Step 3: Determine the sentiment and magnitude of each record
No matter which platform you select, analyzing the sentiment of each record will result in a sentiment and magnitude score. Alone, these data posts can help you answer a lot of questions about your phone calls:
- Which callers are the most positive or negative?
- What percent of our calls are positive vs. negative?
- Are we generally creating more or less positive experiences over time?
Next, you can begin listening to individual call recordings or reviewing specific customer interactions to understand what happened this lead to a positive or negative experience. Identifying those needles in the proverbial haystack can help identify specific interactions that can become training opportunities.

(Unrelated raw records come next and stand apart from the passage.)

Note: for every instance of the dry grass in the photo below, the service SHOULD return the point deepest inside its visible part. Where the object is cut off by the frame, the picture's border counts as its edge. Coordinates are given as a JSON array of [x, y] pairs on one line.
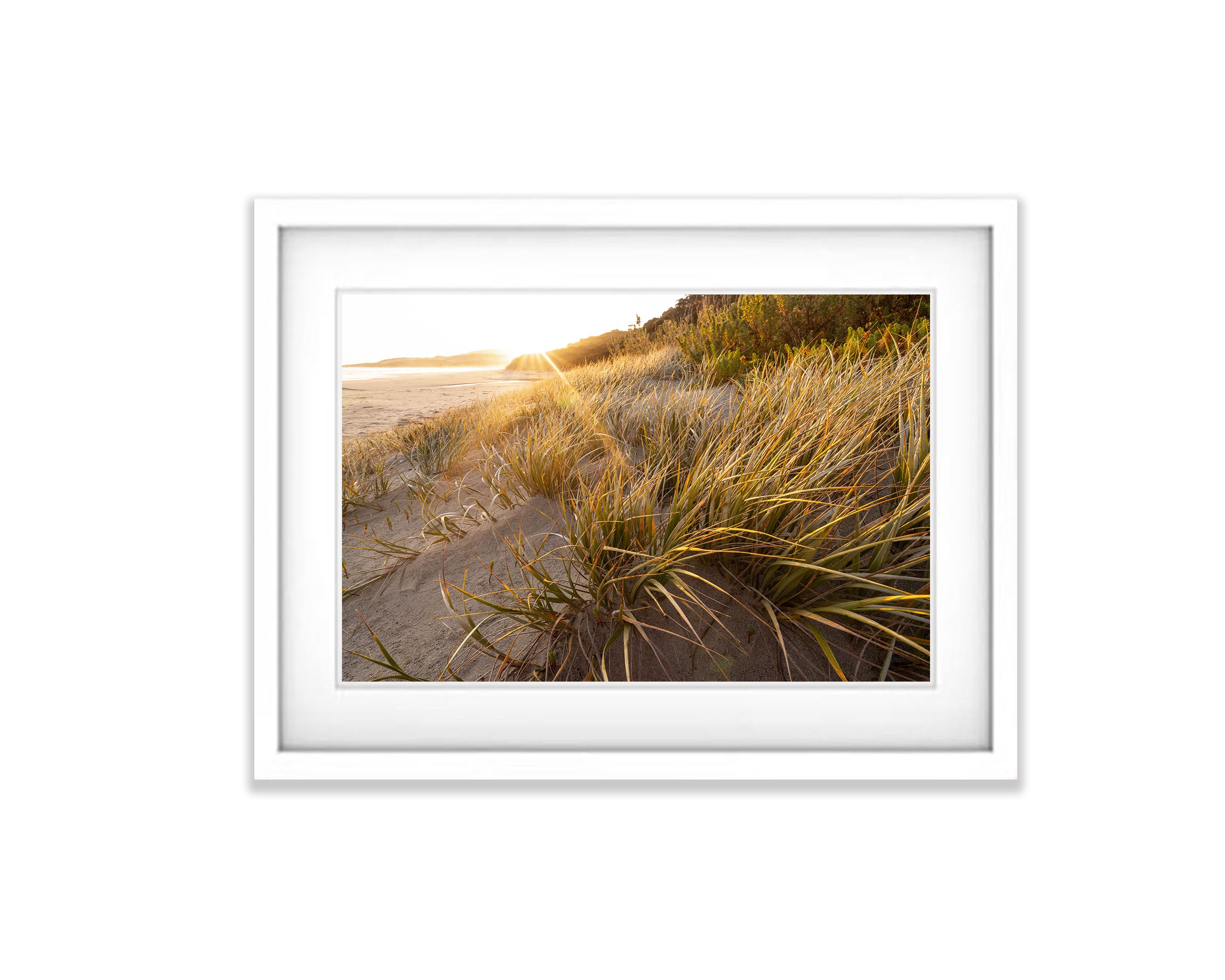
[[805, 484]]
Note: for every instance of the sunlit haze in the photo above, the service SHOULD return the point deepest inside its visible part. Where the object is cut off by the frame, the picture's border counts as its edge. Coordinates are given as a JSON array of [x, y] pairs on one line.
[[378, 326]]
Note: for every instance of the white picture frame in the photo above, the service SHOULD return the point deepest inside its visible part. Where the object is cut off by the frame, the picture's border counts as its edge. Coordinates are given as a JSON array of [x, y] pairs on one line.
[[310, 726]]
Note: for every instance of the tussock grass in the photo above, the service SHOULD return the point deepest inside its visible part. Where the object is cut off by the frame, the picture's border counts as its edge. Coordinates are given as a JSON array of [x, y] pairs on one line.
[[797, 495]]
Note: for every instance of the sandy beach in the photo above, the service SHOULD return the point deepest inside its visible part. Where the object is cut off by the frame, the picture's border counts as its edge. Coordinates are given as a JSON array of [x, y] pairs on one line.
[[379, 403]]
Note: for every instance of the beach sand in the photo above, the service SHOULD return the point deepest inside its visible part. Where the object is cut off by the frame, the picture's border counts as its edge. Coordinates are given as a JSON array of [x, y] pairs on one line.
[[380, 403]]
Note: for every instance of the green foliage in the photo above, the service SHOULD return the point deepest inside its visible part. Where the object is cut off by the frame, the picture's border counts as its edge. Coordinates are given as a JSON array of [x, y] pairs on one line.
[[759, 327]]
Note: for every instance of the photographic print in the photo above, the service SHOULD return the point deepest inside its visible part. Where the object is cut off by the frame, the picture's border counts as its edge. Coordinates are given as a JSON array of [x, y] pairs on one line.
[[635, 487]]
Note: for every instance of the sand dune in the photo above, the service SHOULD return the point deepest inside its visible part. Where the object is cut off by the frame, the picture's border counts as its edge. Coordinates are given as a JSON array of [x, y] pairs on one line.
[[380, 403]]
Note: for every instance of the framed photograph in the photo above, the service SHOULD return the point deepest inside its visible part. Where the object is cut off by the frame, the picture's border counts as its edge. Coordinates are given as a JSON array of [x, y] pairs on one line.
[[635, 489]]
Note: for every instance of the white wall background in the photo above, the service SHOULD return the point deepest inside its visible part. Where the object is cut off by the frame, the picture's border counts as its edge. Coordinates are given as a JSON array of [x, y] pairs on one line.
[[136, 843]]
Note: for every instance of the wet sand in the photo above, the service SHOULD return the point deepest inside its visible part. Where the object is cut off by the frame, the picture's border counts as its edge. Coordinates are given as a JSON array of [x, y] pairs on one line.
[[380, 403]]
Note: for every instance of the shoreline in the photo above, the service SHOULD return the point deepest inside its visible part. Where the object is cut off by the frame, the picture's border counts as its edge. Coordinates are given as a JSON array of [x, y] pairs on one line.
[[378, 405]]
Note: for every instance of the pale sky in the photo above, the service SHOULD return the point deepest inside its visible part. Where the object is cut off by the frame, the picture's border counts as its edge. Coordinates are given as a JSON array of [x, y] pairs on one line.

Take it to the next level by combining the sentiment and magnitude scores with other data to learn even more about factors that contribute to a caller’s emotion:
- Call date/time: how does time of day or day of week influence caller sentiment?
- Number of calls and recency/frequency: if a caller calls multiple times, how does his/her emotion change as the number of calls increases?
- CRM integrations: do different customer segments have different experiences? How can you replicate successful interactions in one segment across others?
- Proximity: do callers nearby a place of business have a more positive experience than those farther away?
- Key words and phrases: which combinations of phrases yields higher or lower sentiment scores?
- Web analytics and campaign data: which traffic sources, campaigns, offers, or calls to action yield the most positive emotion?
- The data become even more useful as you interrogate it and layer in other sources of information. Look for anomalies and differences in scores between each dimension of your data. Digging into these interactions will lead to insights that were once locked up inside your organization!
Step 4: Act on the insights and become a better marketer
Once you identify which combinations of factors lead to happier customers, you can find ways to impact your customer experience and improve your chances of closing a sale.
For example, with insights generated by analyzing our 11,000+ phone calls, we are able to provide these strategic recommendations to our clients:
- Optimize your marketing mix and allocate more budget to channels that produce higher quality leads.
- Improve your website content by creating FAQ content to address common questions and sales materials that overcome common objections.
- Improve training and share examples of good calls and bad calls across your organization so that anybody that interacts with customers (sales teams, front desk/reception, and customer service) understand the factors that create happier customers.
- Minimize negative reviews by having managers or customer service proactively reach back out to callers that had a negative experience and offer a solution to fix their issues.
- Encourage positive reviews by soliciting your happiest customers with a follow up email asking for an online review.
By now, hopefully you can see the competitive advantage you’ll gain by listening to your customers and optimizing your sales funnel. Do these things you’ll be one of the select few digital marketers that has evolved beyond buying eyeballs and clicks into an indispensable marketing partner that helps close more sales.
Hope to see you next year at CTA Conference 2019!